Randolph gave me a sort of a pitying look. "Myths are simply stories about truths we've forgotten."
"So, look, I just remembered I have an appointment down the street-"
"A millennium ago, Norse explorers came to this land." Randolph drove us past the Cheers bar on Beacon Street, where bundled-up tourists were taking photos of themselves in front of the sign. I spotted a crumpled flyer skittering across the sidewalk: it had the word MISSING and an old picture of me. One of the tourists stepped on it.
"The captain of these explorers," Randolph continued, "was a son of the god Skirnir."
"A son of a god. Really, anywhere around here is good, I can walk."
"This man carried a very special item," Randolph said, "something that once belonged to your father. When the Norse ship went down in a storm, that item was lost. But you-you have the ability to find it.
I tried the door again. Still locked.
The really bad part? The more Randolph talked, the less I could convince myself that he was nuts. His story seeped into my mind-storms, wolves, gods, Asgard. The words clicked into place like pieces of a puzzle I'd never had the courage to finish. I was starting to believe him, and that scared the baked beans out of me.
Randolph whipped around the access road for Storrow Drive. He parked at a meter on Cambridge Street. To the north, past the elevated tracks of the Mass General T station, rose the stone towers of the Longfellow Bridge.
"That's where we're going?" I asked.
Randolph fished for quarters in his cup holder. "All these years, it was so much closer than I realized. I just needed you!"
"I'm definitely feeling love."
"You are sixteen today." Randolph's eyes danced with excitement. "It's the perfect day for you to reclaim your birthright.
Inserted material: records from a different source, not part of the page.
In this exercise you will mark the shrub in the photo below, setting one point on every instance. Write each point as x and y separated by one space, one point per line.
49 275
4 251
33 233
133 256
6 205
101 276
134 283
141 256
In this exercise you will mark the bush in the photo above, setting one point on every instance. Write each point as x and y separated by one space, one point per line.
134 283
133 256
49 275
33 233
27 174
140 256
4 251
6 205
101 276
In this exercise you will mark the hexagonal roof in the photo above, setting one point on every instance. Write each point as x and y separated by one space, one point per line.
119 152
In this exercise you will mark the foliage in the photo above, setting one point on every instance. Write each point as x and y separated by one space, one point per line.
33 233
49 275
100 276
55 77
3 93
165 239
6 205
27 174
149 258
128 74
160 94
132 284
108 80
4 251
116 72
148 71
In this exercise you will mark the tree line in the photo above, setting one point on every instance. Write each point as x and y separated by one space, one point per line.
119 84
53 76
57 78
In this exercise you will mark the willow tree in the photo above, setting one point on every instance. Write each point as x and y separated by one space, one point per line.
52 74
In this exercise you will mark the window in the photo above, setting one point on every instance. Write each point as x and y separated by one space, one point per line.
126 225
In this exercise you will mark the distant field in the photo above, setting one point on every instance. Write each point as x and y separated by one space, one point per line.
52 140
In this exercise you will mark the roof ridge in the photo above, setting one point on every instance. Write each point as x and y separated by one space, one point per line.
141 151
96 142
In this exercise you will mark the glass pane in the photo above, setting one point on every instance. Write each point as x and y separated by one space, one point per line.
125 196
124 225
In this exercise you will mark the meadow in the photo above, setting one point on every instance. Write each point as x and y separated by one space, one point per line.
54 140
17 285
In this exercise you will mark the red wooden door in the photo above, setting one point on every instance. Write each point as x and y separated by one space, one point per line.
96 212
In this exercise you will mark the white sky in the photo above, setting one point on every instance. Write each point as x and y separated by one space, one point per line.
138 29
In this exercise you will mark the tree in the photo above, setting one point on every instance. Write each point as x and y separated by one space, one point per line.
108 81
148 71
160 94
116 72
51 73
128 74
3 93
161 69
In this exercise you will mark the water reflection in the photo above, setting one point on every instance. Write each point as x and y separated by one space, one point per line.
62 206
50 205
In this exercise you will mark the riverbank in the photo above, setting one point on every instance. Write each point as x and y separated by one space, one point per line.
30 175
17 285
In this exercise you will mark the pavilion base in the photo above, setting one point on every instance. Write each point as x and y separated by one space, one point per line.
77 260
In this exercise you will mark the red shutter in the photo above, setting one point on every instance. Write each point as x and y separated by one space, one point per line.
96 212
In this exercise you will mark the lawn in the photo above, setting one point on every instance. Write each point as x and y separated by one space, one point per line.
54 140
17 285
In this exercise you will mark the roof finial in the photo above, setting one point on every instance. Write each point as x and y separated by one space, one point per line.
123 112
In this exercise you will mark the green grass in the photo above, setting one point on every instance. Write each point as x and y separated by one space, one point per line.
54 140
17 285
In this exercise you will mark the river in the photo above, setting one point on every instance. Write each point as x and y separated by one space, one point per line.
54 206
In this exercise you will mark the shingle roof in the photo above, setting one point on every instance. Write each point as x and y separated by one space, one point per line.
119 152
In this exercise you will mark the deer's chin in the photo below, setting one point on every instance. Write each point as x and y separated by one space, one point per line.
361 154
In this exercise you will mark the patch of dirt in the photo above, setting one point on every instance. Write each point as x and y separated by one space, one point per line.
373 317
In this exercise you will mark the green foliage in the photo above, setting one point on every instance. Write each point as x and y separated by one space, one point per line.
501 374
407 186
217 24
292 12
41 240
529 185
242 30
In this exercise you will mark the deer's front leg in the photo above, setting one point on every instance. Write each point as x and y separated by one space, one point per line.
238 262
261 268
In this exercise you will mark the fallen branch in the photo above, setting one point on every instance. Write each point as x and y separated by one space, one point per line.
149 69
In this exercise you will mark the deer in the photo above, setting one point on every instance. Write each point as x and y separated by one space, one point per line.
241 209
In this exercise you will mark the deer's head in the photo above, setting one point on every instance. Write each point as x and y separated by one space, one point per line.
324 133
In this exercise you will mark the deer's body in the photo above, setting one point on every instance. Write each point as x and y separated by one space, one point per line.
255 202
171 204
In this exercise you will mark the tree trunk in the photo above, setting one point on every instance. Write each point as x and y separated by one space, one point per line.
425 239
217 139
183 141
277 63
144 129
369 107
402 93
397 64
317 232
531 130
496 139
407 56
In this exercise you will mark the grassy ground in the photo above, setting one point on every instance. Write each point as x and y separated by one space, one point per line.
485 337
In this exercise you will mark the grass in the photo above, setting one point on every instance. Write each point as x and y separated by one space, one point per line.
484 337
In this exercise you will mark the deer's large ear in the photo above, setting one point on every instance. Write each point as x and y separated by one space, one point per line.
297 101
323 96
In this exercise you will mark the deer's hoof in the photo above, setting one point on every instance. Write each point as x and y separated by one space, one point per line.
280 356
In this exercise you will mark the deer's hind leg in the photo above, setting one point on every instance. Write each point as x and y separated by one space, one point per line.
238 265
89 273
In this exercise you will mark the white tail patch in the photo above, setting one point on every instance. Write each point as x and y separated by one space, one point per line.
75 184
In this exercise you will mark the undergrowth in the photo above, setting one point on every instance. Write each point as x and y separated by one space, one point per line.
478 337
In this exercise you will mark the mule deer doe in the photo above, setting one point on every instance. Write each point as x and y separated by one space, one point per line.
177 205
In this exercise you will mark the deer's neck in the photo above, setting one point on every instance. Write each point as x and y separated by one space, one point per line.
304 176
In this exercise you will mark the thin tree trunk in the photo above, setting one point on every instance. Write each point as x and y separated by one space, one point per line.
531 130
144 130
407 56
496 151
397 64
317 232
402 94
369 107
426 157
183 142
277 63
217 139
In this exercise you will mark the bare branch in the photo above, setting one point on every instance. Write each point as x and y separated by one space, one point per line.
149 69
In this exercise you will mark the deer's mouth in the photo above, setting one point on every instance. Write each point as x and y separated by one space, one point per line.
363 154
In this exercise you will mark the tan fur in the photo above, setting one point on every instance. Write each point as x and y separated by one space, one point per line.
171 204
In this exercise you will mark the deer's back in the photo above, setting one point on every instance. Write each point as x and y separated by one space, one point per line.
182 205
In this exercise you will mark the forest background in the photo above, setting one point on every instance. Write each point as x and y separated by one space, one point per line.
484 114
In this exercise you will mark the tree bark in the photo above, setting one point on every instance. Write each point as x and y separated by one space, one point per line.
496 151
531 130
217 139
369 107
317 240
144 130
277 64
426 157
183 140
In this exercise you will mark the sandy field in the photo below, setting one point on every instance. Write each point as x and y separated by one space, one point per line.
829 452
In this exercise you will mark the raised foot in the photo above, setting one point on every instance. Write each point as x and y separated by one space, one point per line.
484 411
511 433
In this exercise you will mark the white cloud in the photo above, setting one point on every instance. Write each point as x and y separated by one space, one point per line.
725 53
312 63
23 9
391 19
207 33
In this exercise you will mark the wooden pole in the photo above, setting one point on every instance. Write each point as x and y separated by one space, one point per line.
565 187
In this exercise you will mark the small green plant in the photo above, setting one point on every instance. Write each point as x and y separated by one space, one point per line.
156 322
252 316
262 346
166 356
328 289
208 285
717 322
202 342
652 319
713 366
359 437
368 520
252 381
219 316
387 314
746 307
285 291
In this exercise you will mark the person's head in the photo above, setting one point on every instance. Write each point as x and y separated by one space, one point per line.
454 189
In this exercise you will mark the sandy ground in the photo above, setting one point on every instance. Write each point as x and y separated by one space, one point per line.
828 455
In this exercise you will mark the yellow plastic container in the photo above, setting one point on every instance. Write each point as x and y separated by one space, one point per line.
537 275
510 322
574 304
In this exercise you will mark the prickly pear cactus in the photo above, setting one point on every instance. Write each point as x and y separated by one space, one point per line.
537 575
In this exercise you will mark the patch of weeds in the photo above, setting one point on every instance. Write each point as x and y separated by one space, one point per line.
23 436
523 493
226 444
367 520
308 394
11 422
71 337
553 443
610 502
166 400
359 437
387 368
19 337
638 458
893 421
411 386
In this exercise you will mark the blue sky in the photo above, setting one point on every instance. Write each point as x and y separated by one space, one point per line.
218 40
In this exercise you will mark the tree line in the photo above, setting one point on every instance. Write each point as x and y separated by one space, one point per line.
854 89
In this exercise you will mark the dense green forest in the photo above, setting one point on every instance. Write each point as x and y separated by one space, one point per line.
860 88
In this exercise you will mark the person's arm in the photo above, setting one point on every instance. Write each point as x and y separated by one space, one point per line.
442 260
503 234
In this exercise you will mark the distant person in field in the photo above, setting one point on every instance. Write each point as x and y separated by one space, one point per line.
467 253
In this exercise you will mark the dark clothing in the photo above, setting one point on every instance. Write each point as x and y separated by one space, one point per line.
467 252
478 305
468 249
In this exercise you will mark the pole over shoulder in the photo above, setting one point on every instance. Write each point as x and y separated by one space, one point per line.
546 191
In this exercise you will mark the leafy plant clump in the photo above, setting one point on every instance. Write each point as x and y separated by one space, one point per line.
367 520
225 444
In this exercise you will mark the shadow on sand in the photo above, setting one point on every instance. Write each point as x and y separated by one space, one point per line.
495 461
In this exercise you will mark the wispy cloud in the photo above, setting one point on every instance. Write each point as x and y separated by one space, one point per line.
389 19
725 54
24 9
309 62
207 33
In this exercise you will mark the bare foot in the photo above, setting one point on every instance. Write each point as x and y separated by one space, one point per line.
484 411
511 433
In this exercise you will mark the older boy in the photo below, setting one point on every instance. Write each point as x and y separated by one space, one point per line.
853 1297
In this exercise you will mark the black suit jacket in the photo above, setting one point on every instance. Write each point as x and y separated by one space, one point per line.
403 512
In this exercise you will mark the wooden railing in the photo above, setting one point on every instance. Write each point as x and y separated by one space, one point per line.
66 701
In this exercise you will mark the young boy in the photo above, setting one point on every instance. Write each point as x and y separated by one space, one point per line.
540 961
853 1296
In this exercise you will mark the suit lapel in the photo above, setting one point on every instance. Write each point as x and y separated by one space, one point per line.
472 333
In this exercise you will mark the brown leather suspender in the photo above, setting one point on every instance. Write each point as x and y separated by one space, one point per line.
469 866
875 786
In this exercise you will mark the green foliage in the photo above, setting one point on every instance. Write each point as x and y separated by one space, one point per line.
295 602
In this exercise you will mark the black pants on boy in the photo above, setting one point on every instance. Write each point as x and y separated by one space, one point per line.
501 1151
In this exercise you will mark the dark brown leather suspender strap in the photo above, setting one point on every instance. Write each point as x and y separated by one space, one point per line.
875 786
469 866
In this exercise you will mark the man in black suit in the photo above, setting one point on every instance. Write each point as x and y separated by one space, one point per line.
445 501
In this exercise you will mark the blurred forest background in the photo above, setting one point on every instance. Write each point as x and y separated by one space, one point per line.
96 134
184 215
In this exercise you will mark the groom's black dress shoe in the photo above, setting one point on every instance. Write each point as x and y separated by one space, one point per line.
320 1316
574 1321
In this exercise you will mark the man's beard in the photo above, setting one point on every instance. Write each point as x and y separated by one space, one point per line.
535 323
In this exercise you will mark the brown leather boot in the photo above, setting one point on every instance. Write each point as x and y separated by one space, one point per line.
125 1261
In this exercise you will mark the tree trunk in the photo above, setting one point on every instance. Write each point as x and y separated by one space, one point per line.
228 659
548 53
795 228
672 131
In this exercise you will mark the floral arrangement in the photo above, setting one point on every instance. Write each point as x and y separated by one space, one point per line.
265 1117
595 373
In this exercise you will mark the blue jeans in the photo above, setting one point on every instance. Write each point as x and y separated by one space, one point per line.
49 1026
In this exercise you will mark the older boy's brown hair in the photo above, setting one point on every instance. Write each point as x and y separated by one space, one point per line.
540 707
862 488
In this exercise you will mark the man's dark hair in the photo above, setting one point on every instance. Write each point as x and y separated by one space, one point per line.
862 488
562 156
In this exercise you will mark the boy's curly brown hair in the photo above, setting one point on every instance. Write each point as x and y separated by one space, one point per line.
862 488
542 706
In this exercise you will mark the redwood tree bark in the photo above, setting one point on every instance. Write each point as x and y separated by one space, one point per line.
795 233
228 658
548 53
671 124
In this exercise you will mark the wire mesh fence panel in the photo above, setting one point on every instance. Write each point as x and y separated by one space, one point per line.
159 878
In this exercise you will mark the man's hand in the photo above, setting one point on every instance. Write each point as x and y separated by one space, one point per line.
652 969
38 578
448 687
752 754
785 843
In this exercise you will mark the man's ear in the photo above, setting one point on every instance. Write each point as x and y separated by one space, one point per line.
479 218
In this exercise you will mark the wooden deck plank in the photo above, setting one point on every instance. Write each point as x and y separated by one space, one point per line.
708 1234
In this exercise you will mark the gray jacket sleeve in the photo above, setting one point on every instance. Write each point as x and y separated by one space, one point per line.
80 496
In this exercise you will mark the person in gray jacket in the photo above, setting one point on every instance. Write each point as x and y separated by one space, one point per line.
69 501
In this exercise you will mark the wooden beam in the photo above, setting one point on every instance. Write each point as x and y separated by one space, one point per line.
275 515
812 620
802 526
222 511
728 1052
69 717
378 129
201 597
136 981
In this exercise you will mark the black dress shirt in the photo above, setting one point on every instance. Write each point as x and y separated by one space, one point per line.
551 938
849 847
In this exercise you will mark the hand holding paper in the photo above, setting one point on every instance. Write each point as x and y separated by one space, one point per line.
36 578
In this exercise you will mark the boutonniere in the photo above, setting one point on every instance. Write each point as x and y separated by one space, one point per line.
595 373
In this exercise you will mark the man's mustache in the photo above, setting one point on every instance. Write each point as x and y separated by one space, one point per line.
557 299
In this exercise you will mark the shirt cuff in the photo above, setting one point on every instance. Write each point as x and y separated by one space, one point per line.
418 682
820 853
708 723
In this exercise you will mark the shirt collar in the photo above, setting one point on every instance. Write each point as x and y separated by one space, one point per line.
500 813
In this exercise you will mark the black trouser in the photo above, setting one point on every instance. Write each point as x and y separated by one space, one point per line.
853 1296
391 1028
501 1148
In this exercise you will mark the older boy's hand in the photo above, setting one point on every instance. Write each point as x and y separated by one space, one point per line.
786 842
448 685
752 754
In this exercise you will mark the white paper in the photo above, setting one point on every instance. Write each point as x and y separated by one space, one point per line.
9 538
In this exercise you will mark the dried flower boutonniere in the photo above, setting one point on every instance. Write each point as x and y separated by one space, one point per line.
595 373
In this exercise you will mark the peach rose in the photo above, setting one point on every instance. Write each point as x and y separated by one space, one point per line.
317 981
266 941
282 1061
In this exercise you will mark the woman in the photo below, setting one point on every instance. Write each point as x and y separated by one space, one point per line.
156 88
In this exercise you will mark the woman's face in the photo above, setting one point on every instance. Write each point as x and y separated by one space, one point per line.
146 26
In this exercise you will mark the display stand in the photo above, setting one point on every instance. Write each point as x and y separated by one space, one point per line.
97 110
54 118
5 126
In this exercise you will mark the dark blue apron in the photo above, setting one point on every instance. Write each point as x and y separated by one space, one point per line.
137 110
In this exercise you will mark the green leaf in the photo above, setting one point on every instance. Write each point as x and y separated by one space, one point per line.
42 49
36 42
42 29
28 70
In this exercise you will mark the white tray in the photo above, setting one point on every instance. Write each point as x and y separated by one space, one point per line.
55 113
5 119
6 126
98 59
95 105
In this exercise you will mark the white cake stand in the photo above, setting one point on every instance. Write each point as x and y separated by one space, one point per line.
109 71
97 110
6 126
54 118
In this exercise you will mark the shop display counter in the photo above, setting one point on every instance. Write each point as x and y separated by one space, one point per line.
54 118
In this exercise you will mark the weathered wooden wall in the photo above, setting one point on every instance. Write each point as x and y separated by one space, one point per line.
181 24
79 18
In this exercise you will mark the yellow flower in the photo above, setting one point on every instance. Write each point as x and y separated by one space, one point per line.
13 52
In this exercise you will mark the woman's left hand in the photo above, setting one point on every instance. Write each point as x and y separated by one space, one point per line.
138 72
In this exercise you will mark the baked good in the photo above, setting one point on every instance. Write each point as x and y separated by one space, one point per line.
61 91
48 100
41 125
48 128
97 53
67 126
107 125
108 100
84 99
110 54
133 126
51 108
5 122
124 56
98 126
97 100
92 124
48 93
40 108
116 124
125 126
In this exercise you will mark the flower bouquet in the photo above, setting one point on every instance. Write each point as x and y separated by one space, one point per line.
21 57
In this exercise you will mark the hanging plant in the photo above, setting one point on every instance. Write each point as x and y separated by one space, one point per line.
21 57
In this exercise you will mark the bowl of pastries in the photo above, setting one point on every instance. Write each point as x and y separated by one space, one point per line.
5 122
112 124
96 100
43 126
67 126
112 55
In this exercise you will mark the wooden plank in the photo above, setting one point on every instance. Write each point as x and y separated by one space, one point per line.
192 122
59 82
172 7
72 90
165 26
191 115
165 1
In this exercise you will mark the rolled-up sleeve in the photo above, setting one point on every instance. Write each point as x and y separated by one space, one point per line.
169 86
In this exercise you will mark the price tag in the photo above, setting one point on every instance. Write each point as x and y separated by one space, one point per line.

But it's also what your enemies have been waiting for. We have to find it first."
"But-"
"Trust me a little while longer, Magnus. Once we have the weapon-"
"Weapon? Now my birthright is a weapon?"
"Once you have it in your possession, you'll be much safer. I can explain everything to you. I can help you train for what's to come."
He opened his car door. Before he could get out, I grabbed his wrist.
I usually avoid touching people. Physical contact creeps me out. But I needed his full attention.
"Give me one answer," I said. "One clear answer, without the rambling and the history lectures. You said you knew my dad. Who is he?"
Randolph place d his hand over mine, which made me squirm. His palm was too rough and calloused for a history professor's. "On my life, Magnus, I swear this is the truth: your father is a Norse god. Now, hurry. We're in a twenty-minute parking spot."